Kitabın, birinci bölümünde, mevzuatta, yaptırım olarak, para cezası öngörüldüğü veya kabahat olarak adlandırıldığı halde, idari veya adli nitelikte olmayan, para cezaları ile kabahatlerden, kabahat benzerleri kavramı kullanılarak söz edilmiştir.

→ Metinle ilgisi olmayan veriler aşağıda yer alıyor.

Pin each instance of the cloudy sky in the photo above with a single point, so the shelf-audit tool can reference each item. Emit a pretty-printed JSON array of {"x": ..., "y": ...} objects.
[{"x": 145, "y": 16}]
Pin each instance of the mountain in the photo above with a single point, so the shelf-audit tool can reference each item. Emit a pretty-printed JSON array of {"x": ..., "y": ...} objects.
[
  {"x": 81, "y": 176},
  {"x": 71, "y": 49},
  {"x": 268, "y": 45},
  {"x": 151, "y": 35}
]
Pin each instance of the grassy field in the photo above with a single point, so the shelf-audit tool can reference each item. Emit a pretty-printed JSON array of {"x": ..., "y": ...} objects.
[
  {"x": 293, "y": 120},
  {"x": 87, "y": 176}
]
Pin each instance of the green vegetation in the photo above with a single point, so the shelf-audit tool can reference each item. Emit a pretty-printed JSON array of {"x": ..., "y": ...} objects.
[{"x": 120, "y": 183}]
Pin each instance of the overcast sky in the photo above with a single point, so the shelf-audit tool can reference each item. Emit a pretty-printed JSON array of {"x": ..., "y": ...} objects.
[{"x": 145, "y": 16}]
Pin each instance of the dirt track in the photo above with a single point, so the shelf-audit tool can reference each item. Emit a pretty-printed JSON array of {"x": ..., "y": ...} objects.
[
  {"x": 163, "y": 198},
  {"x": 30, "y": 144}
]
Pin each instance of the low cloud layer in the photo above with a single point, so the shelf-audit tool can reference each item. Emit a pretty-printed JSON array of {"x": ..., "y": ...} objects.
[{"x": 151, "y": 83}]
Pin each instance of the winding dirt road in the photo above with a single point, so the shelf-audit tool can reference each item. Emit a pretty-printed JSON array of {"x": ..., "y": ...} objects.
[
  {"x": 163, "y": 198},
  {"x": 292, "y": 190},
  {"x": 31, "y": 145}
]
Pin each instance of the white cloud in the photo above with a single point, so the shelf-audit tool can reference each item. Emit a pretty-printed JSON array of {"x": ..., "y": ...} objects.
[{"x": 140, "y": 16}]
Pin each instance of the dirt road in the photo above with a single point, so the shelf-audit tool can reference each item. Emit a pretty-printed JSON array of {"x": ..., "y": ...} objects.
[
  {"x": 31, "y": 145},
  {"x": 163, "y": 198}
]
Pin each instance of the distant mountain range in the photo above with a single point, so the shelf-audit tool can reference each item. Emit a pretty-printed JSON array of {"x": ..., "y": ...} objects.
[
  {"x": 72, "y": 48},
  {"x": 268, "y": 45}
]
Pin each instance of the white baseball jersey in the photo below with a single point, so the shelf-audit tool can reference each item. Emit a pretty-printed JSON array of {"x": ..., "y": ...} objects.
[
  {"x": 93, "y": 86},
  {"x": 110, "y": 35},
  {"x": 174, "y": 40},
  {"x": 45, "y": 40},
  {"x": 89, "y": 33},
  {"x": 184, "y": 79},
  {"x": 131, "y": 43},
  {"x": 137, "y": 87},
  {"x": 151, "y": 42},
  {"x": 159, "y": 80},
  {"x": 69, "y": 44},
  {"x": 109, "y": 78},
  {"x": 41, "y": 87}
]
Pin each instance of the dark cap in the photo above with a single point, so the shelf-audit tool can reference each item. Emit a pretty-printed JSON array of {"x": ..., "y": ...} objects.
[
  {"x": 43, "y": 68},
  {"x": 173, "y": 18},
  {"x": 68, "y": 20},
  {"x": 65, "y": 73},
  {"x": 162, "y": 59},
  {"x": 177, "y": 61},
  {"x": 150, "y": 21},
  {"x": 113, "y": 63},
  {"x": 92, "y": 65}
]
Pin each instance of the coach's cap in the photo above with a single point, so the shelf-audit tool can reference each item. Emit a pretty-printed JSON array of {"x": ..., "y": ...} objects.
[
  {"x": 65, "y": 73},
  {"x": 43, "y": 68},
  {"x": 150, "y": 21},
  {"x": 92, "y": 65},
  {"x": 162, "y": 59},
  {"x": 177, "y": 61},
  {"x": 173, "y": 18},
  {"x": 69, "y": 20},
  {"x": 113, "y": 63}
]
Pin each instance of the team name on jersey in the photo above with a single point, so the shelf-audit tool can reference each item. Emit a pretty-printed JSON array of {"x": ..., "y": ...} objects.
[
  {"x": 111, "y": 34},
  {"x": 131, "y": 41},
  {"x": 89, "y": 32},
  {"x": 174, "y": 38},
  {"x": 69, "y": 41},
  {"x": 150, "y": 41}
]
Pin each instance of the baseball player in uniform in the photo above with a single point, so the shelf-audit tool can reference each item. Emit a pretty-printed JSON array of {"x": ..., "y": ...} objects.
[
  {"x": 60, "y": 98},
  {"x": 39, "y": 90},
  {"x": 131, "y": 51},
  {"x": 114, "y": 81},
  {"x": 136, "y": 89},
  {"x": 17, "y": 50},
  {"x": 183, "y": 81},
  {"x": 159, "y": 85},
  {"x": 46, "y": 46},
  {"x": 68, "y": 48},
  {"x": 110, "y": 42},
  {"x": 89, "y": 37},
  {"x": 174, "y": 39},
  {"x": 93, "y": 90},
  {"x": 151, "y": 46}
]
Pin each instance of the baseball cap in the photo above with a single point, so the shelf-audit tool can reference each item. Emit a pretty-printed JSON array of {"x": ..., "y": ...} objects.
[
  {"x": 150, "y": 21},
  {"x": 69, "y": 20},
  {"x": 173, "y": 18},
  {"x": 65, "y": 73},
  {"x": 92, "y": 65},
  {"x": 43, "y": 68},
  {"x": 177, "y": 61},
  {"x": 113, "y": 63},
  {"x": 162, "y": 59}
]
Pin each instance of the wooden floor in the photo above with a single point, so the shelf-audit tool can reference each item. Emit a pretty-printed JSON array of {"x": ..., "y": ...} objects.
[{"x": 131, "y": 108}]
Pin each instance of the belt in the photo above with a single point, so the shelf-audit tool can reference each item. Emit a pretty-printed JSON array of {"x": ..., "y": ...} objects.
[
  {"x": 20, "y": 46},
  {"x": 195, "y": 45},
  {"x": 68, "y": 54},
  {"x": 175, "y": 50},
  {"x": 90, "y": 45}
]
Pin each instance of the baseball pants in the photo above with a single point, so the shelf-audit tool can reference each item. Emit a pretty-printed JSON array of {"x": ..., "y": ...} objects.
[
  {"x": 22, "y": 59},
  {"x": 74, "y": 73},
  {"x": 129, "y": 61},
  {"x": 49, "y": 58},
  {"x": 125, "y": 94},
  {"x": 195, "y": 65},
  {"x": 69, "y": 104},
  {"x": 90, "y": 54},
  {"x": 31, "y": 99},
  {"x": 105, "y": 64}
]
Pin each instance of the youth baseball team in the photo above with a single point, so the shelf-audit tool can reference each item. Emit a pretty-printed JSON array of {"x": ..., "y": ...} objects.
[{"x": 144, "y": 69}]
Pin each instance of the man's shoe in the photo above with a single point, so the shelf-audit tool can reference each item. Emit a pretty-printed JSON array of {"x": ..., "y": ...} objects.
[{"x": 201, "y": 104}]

İkinci bölümde, yeni temel kanunların getirdiği, cürüm–kabahat ayrımı ile kabahatlerin suç sayılmaması sonucu, boşlukta kalan haksız fiiller için öngörülmüş, genel ilkeleri, yaptırım sistemini, idari yaptırım kararları ve denetim yollarını düzenleyen temel kanun olan, 5326 sayılı Kabahatler Kanunu ve getirdiği sistem, ceza hukuku perspektifinden bakılarak, yüksek mahkemelerin kararları dikkate alınmak suretiyle değerlendirilmiştir.
Son bölümde ise, Kabahatler Kanununda öngörülmüş, çoğunluğu TCK'da bulunan, kabahat suçlarından uyarlanmış, 12 kabahat düzenlemesi, istatistik verileri, yüksek mahkeme içtihatları ve öğretiden yararlanılarak, ayrıntılı olarak incelenmiştir.